A divided Watauga school board decided Thursday night to keep a controversial novel in the curriculum for the 10th-grade Honors English class.
By a 3-2 vote, the school board rejected a request from some parents to remove “The House of the Spirits,” by Chilean author Isabel Allende, from the advanced-level sophomore class.
About 200 people jammed the Watauga County Courthouse to see the proceedings. The meeting had been moved to the courthouse from the Education Center at the request of law enforcement. Earlier this week, 11 Watauga High teachers received letters that at least some of the teachers said were threatening.
Parent Chastity Lesesne asked the school board last fall to remove the book from the curriculum. She said it contained passages depicting sexual activity and violence, including rape and executions.
Never miss a local story.
Teachers said most students supported the novel, which tells the story of four generations of a family during times of social upheaval. Watauga High gave students the option of reading “Moby Dick” instead, but those sophomores would do so outside the classroom setting.
There were only two speakers during Thursday night’s meeting – Lesesne and Mary Kent Whitaker, who teaches the Honors English class in 10th grade.
Lesesne said she and other parents weren’t trying to ban the book and weren’t asking for it to be removed from the school library. Rather, she and others wanted the book taken out of the curriculum.

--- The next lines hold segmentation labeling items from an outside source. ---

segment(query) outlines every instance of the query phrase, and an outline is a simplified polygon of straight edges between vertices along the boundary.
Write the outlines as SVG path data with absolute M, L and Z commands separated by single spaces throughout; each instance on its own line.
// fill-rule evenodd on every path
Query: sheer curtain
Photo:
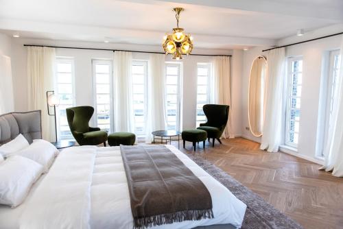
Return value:
M 165 55 L 150 54 L 147 83 L 147 115 L 145 143 L 151 143 L 154 130 L 165 130 Z
M 265 116 L 260 149 L 279 151 L 281 136 L 285 48 L 270 50 L 267 55 Z
M 132 106 L 132 52 L 115 51 L 114 63 L 115 131 L 134 132 Z
M 0 53 L 0 114 L 14 111 L 11 58 Z
M 49 141 L 55 141 L 55 124 L 47 114 L 46 92 L 54 89 L 55 59 L 54 48 L 27 47 L 29 110 L 42 110 L 42 135 Z
M 343 177 L 343 36 L 340 47 L 340 70 L 338 88 L 330 121 L 328 138 L 324 146 L 325 161 L 320 169 L 332 171 L 332 175 Z
M 230 106 L 228 123 L 222 137 L 233 138 L 235 134 L 232 128 L 233 117 L 230 85 L 230 58 L 228 56 L 216 56 L 213 58 L 213 66 L 211 88 L 214 93 L 212 94 L 211 102 Z

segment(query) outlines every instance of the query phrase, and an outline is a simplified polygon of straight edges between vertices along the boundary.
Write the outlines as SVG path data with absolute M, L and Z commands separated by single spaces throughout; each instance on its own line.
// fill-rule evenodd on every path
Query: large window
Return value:
M 67 120 L 66 108 L 74 105 L 73 69 L 73 58 L 56 58 L 56 92 L 60 97 L 60 105 L 56 108 L 59 139 L 73 138 Z
M 211 64 L 198 64 L 198 85 L 196 96 L 196 126 L 206 121 L 202 107 L 210 103 Z
M 286 133 L 285 143 L 297 147 L 299 136 L 300 109 L 303 78 L 303 60 L 288 60 Z
M 137 137 L 145 135 L 147 117 L 147 62 L 144 60 L 132 61 L 132 102 L 134 119 L 134 133 Z
M 93 60 L 95 88 L 95 125 L 110 132 L 113 130 L 112 115 L 112 60 Z
M 328 133 L 332 125 L 332 114 L 333 111 L 334 103 L 337 101 L 338 97 L 338 81 L 340 75 L 340 50 L 331 51 L 329 56 L 329 65 L 327 69 L 327 75 L 326 82 L 322 84 L 326 86 L 324 89 L 324 97 L 323 98 L 322 106 L 324 108 L 322 111 L 322 123 L 323 128 L 321 129 L 324 132 L 320 139 L 323 139 L 322 145 L 320 145 L 320 152 L 318 154 L 320 156 L 323 156 L 323 147 L 328 138 Z
M 167 130 L 180 130 L 181 65 L 167 62 L 165 71 Z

Whitaker, who this week was named Teacher of the Year from Watauga High, said students have an option of what to read. And she said 93 percent of her students in recent years have chosen “The House of the Spirits.”
The school board’s chair and vice chair, Lee Warren and Delora Hodges, voted to remove the book.
Voting to keep the book in the curriculum were board members Ron Henries, Barbara Kinsey and Brenda Reese.
The American Civil Liberties Union had become involved in the case in recent days, supporting those who wanted to keep the book.
Afterwards, Chris Brock, legal director for the ACLU’s North Carolina Legal Foundation, said the organization was pleased. “We applaud the Watauga County Board of Education for doing the right thing and supporting the freedom to read,” Brock said.